Chancellor Rachel Reeves has been warned she cannot 'act surprised' after data revealed that one million pensioners will face tax bills for the first time by 2030-31. The Labour Party Chancellor has pledged to simplify the tax system for pensioners whose only income comes from the state pension, but the decision to freeze income tax thresholds until 2031 is drawing sharp criticism.
Frozen Thresholds Bite Hard
The Office for Budget Responsibility (OBR) estimates that an additional 600,000 state pension recipients will become liable for income tax by 2026-27, with the figure rising to one million by 2030-31. This is a direct consequence of the threshold freeze, which Ms Reeves has chosen to extend.
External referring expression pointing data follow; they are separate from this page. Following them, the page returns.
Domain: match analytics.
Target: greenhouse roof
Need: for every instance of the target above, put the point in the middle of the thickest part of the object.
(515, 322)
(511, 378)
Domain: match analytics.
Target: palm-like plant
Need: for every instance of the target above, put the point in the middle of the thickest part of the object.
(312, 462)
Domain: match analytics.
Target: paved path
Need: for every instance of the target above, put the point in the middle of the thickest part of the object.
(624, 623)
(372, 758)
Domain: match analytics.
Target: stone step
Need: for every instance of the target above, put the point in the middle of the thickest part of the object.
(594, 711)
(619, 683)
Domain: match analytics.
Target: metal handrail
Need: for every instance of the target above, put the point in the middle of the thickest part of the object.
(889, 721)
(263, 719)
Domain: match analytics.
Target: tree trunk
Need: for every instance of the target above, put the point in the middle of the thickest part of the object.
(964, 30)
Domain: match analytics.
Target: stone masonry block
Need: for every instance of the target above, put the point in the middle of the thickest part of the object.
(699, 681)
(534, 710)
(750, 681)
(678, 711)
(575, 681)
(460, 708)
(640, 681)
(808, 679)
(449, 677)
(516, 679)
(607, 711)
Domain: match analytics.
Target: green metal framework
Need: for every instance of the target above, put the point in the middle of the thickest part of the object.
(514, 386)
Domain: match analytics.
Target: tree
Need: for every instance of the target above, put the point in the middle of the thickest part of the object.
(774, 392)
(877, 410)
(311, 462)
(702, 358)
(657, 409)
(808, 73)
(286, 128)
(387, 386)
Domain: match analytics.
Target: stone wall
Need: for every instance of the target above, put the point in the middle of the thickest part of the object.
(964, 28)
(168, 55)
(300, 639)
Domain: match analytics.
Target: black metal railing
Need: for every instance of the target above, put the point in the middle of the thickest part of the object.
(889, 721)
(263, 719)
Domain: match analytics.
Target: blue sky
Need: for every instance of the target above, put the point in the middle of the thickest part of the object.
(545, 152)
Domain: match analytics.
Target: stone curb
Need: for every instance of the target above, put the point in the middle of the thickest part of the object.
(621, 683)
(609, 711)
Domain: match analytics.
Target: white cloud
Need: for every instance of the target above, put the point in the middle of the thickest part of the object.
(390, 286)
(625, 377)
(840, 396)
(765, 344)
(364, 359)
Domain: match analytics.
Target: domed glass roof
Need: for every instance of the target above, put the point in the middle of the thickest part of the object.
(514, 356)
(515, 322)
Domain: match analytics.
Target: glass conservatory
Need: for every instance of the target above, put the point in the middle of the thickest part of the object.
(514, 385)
Conservative MP Alison Griffiths stated: 'The Government regularly tells people they have not increased income tax rates. However, pensioners, who are a savvy bunch, can see exactly what is happening. They do not need a Treasury briefing to understand where more of their income is being taxed each year. Ministers cannot make that decision and then act surprised when pensioners ask questions about fairness.'
'A Political Choice'
Ms Griffiths emphasised: 'The Chancellor chose to extend the freeze in the personal allowance until 2031. That was a political choice. It means that more pensioners will continue to be drawn into the tax system year after year.'
Liberal Democrat MP Charlie Maynard condemned the threshold freeze as 'both wrong and unfair.' He told MPs: 'An estimated 600,000 people were dragged into paying income tax for the first time this April, and a further 580,000 were pulled into the higher 40p rate.'
Government Response
HMRC issued a statement saying: 'Anyone whose only income is the full new or basic State Pension without any increments will not pay income tax, and we are committed to that over this Parliament.' Despite this assurance, critics argue that the freeze will continue to pull more pensioners into the tax net as state pensions rise with inflation.